Table 1 Measured SA fault coverage, transition fault coverage, susceptibility to bit-flips and temporary erroneous output transition between probabilistic and random patterns, for circuit pdc

Full size table

3 Proposed Probabilistic Selective Fault Tolerance (PSFT) Design Technique

This section describes the proposed Probabilistic Selective Fault Tolerance (PSFT) design technique.

3.1 PSFT Design

The Probabilistic Selective Fault Tolerance (PSFT) design is presented in Fig. 3. The PSFT design consists of a partial TMR scheme of the original circuit S, two smaller redundant circuits S _P, and a Z _P characteristic function. The latter validates when the inputs of the S _P units belong to the protected input pattern set. Different from the previous SFT design, shown in Fig. 1, the original circuit S is connected to all the inputs nodes, while the S _P and Z _P units are only connected to the input nodes of the logic cones selected for protection (I _p < I, O _p < O). A majority voter V _P is used at the outputs of the circuit which operates only when the output is asserted (Z = 1). If Z = 0, then the voter propagates the outputs of the original circuit S. This functionality is described in Eqs. 9 and 10.

$$ S_{p1}(x)=S_{p2}(x)=S(x) \;\;\;\;\; x \in Z_{p} $$

(9)

$$ S_{p}(x)=don't\;care \;\;\;\;\; x \notin Z_{p} $$

(10)

3.2 Proposed PSFT Design Flow

Figure 4 presents the flow diagram for the proposed PSFT design technique. The number of patterns to protect (N) and the percentage of cones to protect C _p are considered as parameters of the proposed technique. The proposed technique consists of two processes. First, the logic cone selection, determines which logic cones of the circuit to protect given the C _p parameter, and produces the Selected Cones list S _c. The next process is the pattern ranking and selection, which consists of two different sub-processes depending on the workload type (uncorrelated or application-specific). For uncorrelated workload, a timing-independent ranking is performed on a large number of patterns and the N patterns who exhibit the highest output deviation metric are selected. For application-specific workload, a timing-dependent ranking of consecutive pattern pairs is deployed to select the N/2 consecutive pairs that maximize the output deviation metric. Finally, the list of protected patterns is ready and may be synthesized.

3.3 Process 1 : Logic Cone Selection

The C _p (cone percentage) parameter defines the percentage of the cones to be protected. This parameter allows that the largest cones, in which errors are most likely to occur, are prioritized for protection, similarly to the cone selection technique presented in [23]. Initially, the cones are weighted according to their exclusive size |C _es|. The exclusive size of a cone |C _es| is the number of cells included in that cone that are not contained in any previously selected cone. The process begins by setting the percentage of selected cones C _sp to 1/(# cones). The cone with the highest exclusive size |C _es| is picked for protection by including it in the selected cones list S _C. The percentage of selected cones P _s is increased by 1/(# cones) and the exclusive sizes of the each cone are updated.

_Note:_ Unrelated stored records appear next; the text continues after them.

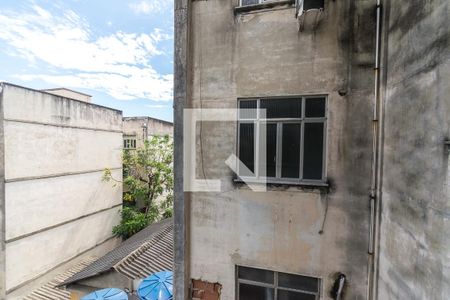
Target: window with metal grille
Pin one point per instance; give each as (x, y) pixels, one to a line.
(253, 2)
(129, 143)
(260, 284)
(294, 130)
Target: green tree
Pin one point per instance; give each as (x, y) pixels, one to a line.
(147, 183)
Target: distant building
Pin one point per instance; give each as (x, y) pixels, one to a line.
(138, 129)
(67, 93)
(54, 207)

The process repeats until P _s is higher or equal to the target C _p value. Finally, the selected cones list S _c is passed on to the pattern ranking and selection process.

Example

The logic cone selection process for a small circuit is shown in Fig. 5. The three logic cones of the circuit have been marked and ranked according to their exclusive size |C _es|. The cone Z ₁ has a |C _es| of 8 cells, the cone Z ₂ of 4 and the cone Z ₃ of 1 cell. Note that the Z ₂ cone has an actual size of 7 cells and an exclusive size of 4, because it shares 3 cells with cone Z ₁ that have been discarded when calculating their exclusive sizes. The C _p parameter allows a trade-off between area overhead and error coverage. Particularly for this example, when C _p = 0.3, the Z ₁ cone will be selected. When C _p = 0.6, both Z ₁ and Z ₂ cones are selected. Finally, with a C _p = 1.0, all three cones are selected. This trade-off is explored in Section 4. ∙

3.4 Process 2 : Pattern Ranking and Pattern Selection

First, all cones in the selected cones list S _c are assigned an initial weight W(c) = 1. The weights are used by the pattern ranking process to ensure that the selected patterns to protect are not all biased towards a particular cone in the S _c. Next, according to the workload type, either uncorrelated or application specific, different pattern ranking processes are performed.

3.4.1 Timing-independent pattern ranking for uncorrelated workload

For an uncorrelated workload, where all input patterns are considered equally likely to occur without a known sequence, a ranking of a large number of patterns for protection of timing-independent faults is performed. We define Timing-Independent Deviation TID(p,c) as the output deviation-based metric for ranking input patterns where no sequence of patterns is known.

Let TID(p,c) be the deviation computed of pattern p for cone c ∈ S _c. Then the selected probabilistic pattern Pp is given by:

$$ max(W(c) \cdot TID(p,c)) = W(c) \cdot TID(p,c) \implies Pp = p $$

(11)

The selected probabilistic pattern Pp shown in Eq. 11 is the one in which the multiplication of the TID(p,c) with the cone weights W(c), is the maximum after the TID(p,c) of a large number of patterns are computed. The weight of the selected cone c _s in which the maximum TID(p,c) was observed, is updated according to:

$$ W(c_{s})=W(c_{s})\cdot P $$

(12)

In order to avoid selecting patterns that target the same largest cones, the weight of the cones that have been already targeted by the selected probabilistic patterns are updated using Eq. 12 after each cone selection. The real-valued parameter P may be set to any value within [0,1], however, using small values would significantly reduce the weight of the selected cone, preventing such cone from being selected in the next iteration even if the TID of a pattern for that cone is high. In order to prevent such scenario, we used P = 0.9 for our experiments allowing for cones where the TID is consistently high to be selected in adjacent iterations. The whole ranking process is repeated until all the required N probabilistic patterns have been selected.

Example

Table 2 presents an example of a pattern selection using the TID metric. Consider the logic cones of Fig. 5 with weights W(z ₃) = 1, W(z ₂) = 0.9 and W(z ₁) = 0.81, and two input patterns p _a and p _b. Applying the ranking based on the TID metric results in a selection of the pattern p _b. This is due to W(z ₂) ⋅ TID(p _b,z ₂) resulting in the highest value (0.63). After this selection, the weight of the cone z ₂ is reduced according to Eq. 12.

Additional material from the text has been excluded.